Votos contra – PS, deputados Independentes, PNPN e CDS-PP.
Abstenções – PAN.
Votos a favor – restantes forças políticas: PSD, PCP, PEV, BE.
E para terminar, as palavras de Helena Roseta que, atendendo à sua ativa participação em todo o processo pós publicação da Lei n.º 36/2014, não deixam de encerrar uma grande dose de hipocrisia:
«Portanto, não teve maioria. O que não significa que o município não tenha que cumprir as suas obrigações desde que seja, efetivamente, intimado para o efeito e que esteja apurado o efetivo valor, que não está ainda».

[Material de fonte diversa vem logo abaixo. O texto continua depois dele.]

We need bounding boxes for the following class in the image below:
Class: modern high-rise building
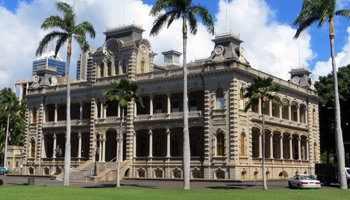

Hipocrisia e mentira, mais uma vez. Porque, como aqui fica demonstrado, é mentira que o valor da dívida da Câmara de Lisboa à Assembleia Distrital esteja ainda por apurar.
Face ao exposto, é legítimo que nos questionemos:
Que ideia de Democracia é a destes autarcas?
Que significado tem para esta gente o princípio da legalidade a que devem (deveriam) obedecer?
Que Estado de Direito defendem?
Como políticos, que valor dão à sua palavra?
Que princípios constitucionais são, afinal, os seus?
Se mentem por "coisas tão comezinhas" (como eventualmente classificarão o caso da Assembleia Distrital), como será o seu comportamento em relação a assuntos mais complexos?